Дело Марты оказалось более затяжным, потому что здесь уже были и дознания, и перекрестные допросы, и показания свидетелей. Управляющая Сити-Хайтсом, где жила Марта, начала свои показания с того, что за прошедший месяц она много раз видела, как некий туземец заходил в квартиру обвиняемой. Она, конечно, не могла одобрить подобных визитов. Ведь это создает плохую репутацию всему дому! Поэтому она сообщила об этом доверенному лицу, тот высказал свое мнение владельцу дома, а последний в свою очередь заявил в полицию. В ночь на двадцать пятое в квартиру был послан полицейский сержант Дж. ван Тондер.
Давая показания, ван Тондер рассказал суду, что застал этих двух наедине (на переполненной галерее послышался шум) и обнаружил под кроватью две рюмки из-под хереса.
— Откуда вы узнали, что там был херес? — задал вопрос защитник.
— Это был запах именно хереса.
— Видели ли вы, как они пили?
— Нет.
— Не могло ли быть так, что обвиняемая пила с кем-нибудь другим до прихода туземца.
— Могло.
— Какие же тогда у полиции основания считать, что имело место нарушение закона?
— Кому нечего бояться, тот не прячет рюмки, — заявил полицейский.
— Однако, — возразил защитник, — люди иногда совершают необдуманные поступки в момент паники, от страха, что их действия могут быть неправильно истолкованы, что, впрочем, и сделала полиция.
— Нет, — заявил сержант, — никакого страха в тот момент обвиняемая не испытывала, она сама признала в полицейском участке, что даже не подозревала о существовании закона, запрещающего давать туземцам спиртные напитки.
— А как вел себя туземец? Он-то наверняка знал о законе и поэтому мог быть в состоянии паники.
На этот вопрос полицейский не дал ответа, и защитник сел на свое место, торжествуя.
Во время допроса Марта показала, что является подданной Великобритании. В Южной Африке живет всего восемь месяцев. Она признала, запинаясь (и боясь утверждать это), что была недостаточно осведомлена об общественных порядках и законах этой страны. Она давала уроки английского языка этому африканцу.
Затем начался перекрестный допрос. Обвинитель спросил Марту:
— Заявляла ли обвиняемая сержанту полиции ван Тондеру по пути в полицейский участок, что считает этот закон чудовищным и рада преступить его?

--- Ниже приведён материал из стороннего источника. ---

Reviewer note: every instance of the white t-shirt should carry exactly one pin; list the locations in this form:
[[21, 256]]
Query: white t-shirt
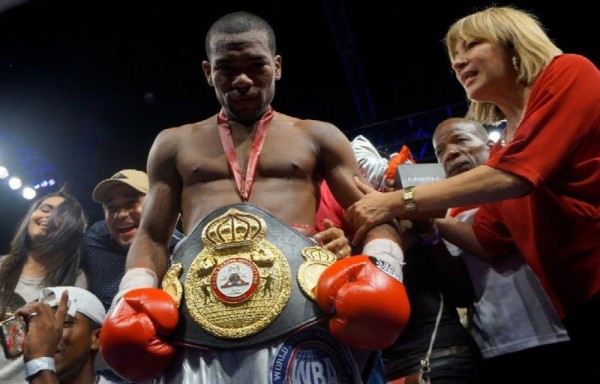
[[13, 371], [512, 311]]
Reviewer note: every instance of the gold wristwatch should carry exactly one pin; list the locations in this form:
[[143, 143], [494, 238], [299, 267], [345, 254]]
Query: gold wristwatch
[[408, 194]]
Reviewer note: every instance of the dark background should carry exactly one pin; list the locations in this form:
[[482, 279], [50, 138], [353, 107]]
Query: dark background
[[85, 86]]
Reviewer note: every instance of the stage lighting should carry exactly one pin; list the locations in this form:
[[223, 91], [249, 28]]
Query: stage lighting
[[29, 193]]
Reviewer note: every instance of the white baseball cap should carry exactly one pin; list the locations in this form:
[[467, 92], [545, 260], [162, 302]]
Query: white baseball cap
[[80, 300]]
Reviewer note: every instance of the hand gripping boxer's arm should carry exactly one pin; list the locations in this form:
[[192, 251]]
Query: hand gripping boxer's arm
[[364, 293], [134, 338], [366, 296]]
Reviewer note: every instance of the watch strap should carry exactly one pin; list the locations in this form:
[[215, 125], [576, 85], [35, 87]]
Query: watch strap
[[34, 366], [408, 194]]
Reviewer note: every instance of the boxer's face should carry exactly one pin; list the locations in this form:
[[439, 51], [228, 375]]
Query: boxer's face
[[122, 212]]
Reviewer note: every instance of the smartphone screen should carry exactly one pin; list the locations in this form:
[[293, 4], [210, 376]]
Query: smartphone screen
[[12, 336]]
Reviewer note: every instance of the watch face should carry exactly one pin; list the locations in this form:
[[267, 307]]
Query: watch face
[[409, 200], [12, 336]]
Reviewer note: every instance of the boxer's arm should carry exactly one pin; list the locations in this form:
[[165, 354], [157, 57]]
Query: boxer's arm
[[160, 212]]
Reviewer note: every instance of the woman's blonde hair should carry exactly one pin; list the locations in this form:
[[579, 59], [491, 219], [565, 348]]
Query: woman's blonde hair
[[514, 29]]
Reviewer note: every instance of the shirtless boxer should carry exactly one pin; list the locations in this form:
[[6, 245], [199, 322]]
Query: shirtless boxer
[[240, 179]]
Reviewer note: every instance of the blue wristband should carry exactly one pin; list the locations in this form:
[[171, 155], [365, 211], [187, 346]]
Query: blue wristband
[[33, 367]]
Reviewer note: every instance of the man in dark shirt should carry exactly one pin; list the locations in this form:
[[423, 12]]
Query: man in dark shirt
[[108, 240], [122, 197]]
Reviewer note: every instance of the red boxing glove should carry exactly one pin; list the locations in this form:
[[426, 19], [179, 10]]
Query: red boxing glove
[[131, 340], [370, 307]]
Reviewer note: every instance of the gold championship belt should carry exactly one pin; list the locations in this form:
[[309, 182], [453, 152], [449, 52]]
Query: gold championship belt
[[243, 277]]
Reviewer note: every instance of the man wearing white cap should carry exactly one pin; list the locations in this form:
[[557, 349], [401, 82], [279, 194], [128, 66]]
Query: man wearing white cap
[[62, 337], [122, 196]]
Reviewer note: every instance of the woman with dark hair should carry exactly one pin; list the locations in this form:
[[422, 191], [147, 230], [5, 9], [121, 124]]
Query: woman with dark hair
[[46, 251]]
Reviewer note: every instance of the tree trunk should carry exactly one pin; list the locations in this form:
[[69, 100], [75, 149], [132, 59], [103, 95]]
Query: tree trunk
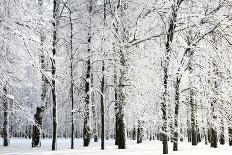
[[222, 134], [230, 136], [134, 134], [86, 129], [176, 123], [193, 119], [140, 132], [38, 117], [56, 4], [37, 128], [116, 106], [72, 80], [121, 135], [5, 130], [102, 108]]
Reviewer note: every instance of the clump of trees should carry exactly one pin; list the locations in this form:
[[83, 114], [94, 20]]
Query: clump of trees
[[116, 69]]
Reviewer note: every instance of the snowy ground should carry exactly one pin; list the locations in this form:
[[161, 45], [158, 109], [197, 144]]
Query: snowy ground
[[23, 147]]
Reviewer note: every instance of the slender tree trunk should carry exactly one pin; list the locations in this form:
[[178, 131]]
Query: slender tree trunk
[[5, 130], [222, 134], [102, 108], [36, 135], [213, 129], [116, 106], [121, 135], [176, 123], [140, 132], [72, 80], [230, 136], [86, 129], [37, 128], [56, 4], [165, 65]]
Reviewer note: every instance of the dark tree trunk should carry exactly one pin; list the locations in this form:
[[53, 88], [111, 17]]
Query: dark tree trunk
[[140, 132], [222, 134], [5, 130], [86, 129], [176, 123], [165, 66], [230, 136], [116, 106], [193, 119], [213, 138], [121, 135], [54, 50], [134, 134], [72, 80], [37, 128], [38, 117], [102, 108]]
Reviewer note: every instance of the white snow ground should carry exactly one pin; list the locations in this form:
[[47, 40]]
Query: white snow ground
[[23, 147]]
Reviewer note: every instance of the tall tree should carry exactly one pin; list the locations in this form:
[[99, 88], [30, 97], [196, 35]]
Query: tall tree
[[5, 132], [56, 6]]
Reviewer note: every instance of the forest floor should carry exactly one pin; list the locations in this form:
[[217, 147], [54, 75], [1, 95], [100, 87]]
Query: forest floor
[[23, 147]]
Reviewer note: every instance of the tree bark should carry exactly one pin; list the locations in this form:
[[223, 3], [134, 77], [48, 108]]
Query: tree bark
[[5, 130], [230, 136], [222, 134], [140, 132], [177, 103], [36, 134], [56, 4], [102, 108]]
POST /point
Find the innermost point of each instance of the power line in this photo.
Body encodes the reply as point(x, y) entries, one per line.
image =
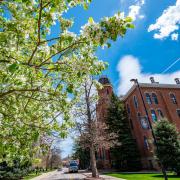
point(170, 66)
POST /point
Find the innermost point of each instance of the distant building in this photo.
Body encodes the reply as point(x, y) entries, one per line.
point(160, 100)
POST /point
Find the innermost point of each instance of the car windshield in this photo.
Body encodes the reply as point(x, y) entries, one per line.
point(73, 164)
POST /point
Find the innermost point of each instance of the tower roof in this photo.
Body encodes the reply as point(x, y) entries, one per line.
point(104, 80)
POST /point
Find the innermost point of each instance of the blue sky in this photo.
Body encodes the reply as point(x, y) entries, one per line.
point(140, 53)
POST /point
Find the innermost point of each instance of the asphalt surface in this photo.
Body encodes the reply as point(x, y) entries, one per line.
point(61, 175)
point(65, 175)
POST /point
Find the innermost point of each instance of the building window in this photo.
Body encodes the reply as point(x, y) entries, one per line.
point(153, 115)
point(178, 112)
point(160, 113)
point(144, 122)
point(128, 109)
point(154, 98)
point(107, 91)
point(139, 116)
point(135, 101)
point(148, 98)
point(131, 123)
point(146, 144)
point(173, 98)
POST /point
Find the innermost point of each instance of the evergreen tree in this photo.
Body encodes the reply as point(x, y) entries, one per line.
point(168, 151)
point(124, 154)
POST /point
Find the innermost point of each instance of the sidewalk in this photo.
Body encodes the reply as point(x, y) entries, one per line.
point(101, 176)
point(44, 175)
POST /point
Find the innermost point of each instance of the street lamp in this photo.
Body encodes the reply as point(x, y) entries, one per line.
point(150, 125)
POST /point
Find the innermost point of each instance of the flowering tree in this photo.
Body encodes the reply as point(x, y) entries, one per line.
point(38, 74)
point(93, 134)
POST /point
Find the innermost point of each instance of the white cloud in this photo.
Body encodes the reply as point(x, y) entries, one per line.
point(174, 36)
point(129, 67)
point(167, 23)
point(134, 10)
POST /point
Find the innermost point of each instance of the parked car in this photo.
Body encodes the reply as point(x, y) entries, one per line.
point(73, 167)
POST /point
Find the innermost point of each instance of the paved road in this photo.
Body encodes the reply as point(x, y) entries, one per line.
point(61, 175)
point(64, 175)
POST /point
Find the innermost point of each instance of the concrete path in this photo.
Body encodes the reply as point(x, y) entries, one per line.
point(64, 175)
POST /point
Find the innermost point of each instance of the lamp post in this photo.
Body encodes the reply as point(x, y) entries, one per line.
point(150, 125)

Защитник вскочил на ноги. Но суд отказался выслушать его возражения. Зал напряг слух и насторожился.
Марта размышляла. Она вспоминала, будто сказала полицейскому сержанту, что «была бы рада нарушить», а не так категорично — «рада нарушить закон». В частной беседе защитник советовал придерживаться именно такой формы ответа, если об этом встанет вопрос.
Она оглянулась, увидела всех этих мужчин, вперивших в нее свой взор, и не могла вспомнить, как именно сказала тогда ван Тондеру. Ей казалось абсурдным, что они так упорно ждут, какое наклонение — изъявительное или сослагательное — она употребит. Как будто теперь это имело хоть какое-то значение. Как будто для кого-нибудь это было важно. Через голову судьи она посмотрела в окно. Яркие лучи солнца пробивались сквозь неплотно закрытую штору, седые волосы судьи были чуть тронуты слабым золотым ореолом.
— Да, я сказала, что рада нарушить закон.
Удовлетворенный ее ответом, прокурор сел. Защитник втихомолку выругался.
Объявили перерыв. Затем суд возвратился в зал для вынесения приговора. Марту признали виновной и подвергли штрафу в размере двадцати фунтов стерлингов или же месячному тюремному заключению с отстранением от работы на год. Объясняя мотивы приговора, судья заявил, что суд принял во внимание незапятнанную репутацию подсудимой, ее добровольное признание и тот факт, что она лишь недавно приехала в страну. Одновременно он предупредил, что суд обращает серьезное внимание на подобные нарушения закона, особенно теперь, когда расовые смешения вызывают всевозможные конфликты, а страна страдает от агитации политических смутьянов, многие из которых иностранцы. После того как были высказаны все эти глубокомысленные замечания, суд удалился, а репортеры бросились по своим редакциям, чтобы успеть поместить отчет о заседании суда в вечерних выпусках газет.
Амос стоял в коридоре. Она не видела его три дня, с того самого вечера, когда их арестовали.
Губы его были разбиты, они распухли, на лбу красовался огромный синяк.
— Значит, они вас били, — сказала Марта.
— Да, — ответил он. — Я хотел было заявить об этом на суде, но передумал.